Applying
Stenography to Music Captioning
Lukasz Grzegorz Maciak
Micheal Alexis Ponniah
Renu Sharma
Non
Stegonographic Methods Summary.
Flaws of
Encode Time MP3 Stegonography
Post
Encoding MP3 Stegonography
DESIGNING
STEGONOGRAPHIC SOFTWARE FOR MP3 FILES.
Stegonographic
Module – Implementation Notes
Stegonographic
Module - Padding Byte Stuffing
Stegonographic
Module – Implementation Issues
IMPLEMENTING
GRAPHICAL USER INTERFACE FRONT END
MP3
Player Implementation details:
The goal of this project is to embed textual information into a popular media using stegonography. It can be assume that the text is relatively short when compared to the media file. A good example of this is the relationship between a recoded song, and it's lyrics. The audio file containing the recording is much larger than the song lyrics stored as a plain ASCII files. Therefore it is probably safe to assume that the smaller file could be stegonographically embedded into the larger one without impacting the quality. Similar argument could be made about video data and close captioning information.
This project concentrates on the song/lyrics dynamics in order to create a stegonographically driven karaoke machine. The song lyrics will be seamlessly embedded into an audio file, and then displayed on the screen when the file is played. This research will include implementation of stegonographic algorithm for encoding data inside audio files, as well as technique to dynamically extract that data and play it back.
The MP3 format is a very good target for this research because it is currently one of the most popular music encodings. Potential users of karaoke software are most likely to pick the mp3 format above any other audio encoding on the market. Because the end goal of this project is to create a usable piece of software, catering to the tastes and needs of the end users seems to be a good idea.
Furthermore, mp3 is an open standard which means that it is well documented and accessible. Thus the uncovering the inner workings of this format does not pose any legal threats to the researchers. On the other hand, choosing a proprietary, closed format such as Windows Media Audio (WMA) could put the researchers in legal jeopardy.
Doubtlessly any stegnographic research will rely heavily on exploiting certain properties of the data format chosen as the information carrier. This project is no different. However the actual research process, data examination and implementation steps could be replicated for other media to create analogous solutions.

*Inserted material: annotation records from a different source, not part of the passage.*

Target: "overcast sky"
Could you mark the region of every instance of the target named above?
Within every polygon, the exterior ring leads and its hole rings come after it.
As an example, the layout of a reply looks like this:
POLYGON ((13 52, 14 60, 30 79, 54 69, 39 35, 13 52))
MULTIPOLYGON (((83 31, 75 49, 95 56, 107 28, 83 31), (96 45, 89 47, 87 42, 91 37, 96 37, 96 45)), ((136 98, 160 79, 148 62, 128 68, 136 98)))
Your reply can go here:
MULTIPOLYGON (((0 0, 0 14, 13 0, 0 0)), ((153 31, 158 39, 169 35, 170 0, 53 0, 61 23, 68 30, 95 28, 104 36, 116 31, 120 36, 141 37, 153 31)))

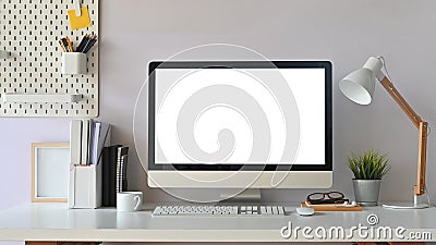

The implementation proposed in this paper relies heavily on the specific properties of the mp3 data format. Therefore it is only logical to start the discussion by reviewing the structure of these media files.
The mp3 format is designed to store audio data, which is different from visual information stored in images. Therefore image stegonography techniques may not always work with audio data. Furthermore, unlike some image data formats, mp3 files are compressed and encoded in a very storage-conscious way. Thus they are not the best host files for stegonographic data.
MP3 is a lossy data format which aims to preserve the sound quality while minimizing storage space. The encoding process takes into account the properties of human auditory system. For example, humans cannot hear frequencies below 20Hz and above 20kHz. Furthermore human ear is often unable to distinguish between two or more notes with specific frequencies when they are played together. Thus mp3 file can safely discard any sounds with frequencies out of the audible scale, and needs to store only a single copy out of a group of similar sounding notes. This is of course not a trivial process. Mp3 encoders employ a complex psychoacoustic modeling to perceptually optimize the data.[1]
The encoding process is very complex and involves both perceptual optimization, as well as more conventional data compression methods. Figure 1 shows a conceptual model of an mp3 algorithm:

Figure 1
Explaining the actual encoding procedure is out of the scope of this paper. However there are several tasks performed by that the encoder that may be of some interest to a stegonography researcher.
The mp3 encoder breaks the audio data into small fragments called frames. Each frame represents a fraction of a second. The size of the frame depends on the audio resolution or bit rate. The most convenient (algorithmically) to do this is to assume a constant bit rate throughout the recording thus forcing same size onto all frames. However music is not structured this way. Very often very dynamic sequences including vocals and many instruments playing at the same time are interweaved with very simple melodic tracks. Therefore using a constant bit rate (CBR) is not always economical. MP3 specification allows the data to be stored in a variable bit rate format (VBR) which means that the audio frames are not the same size. [1]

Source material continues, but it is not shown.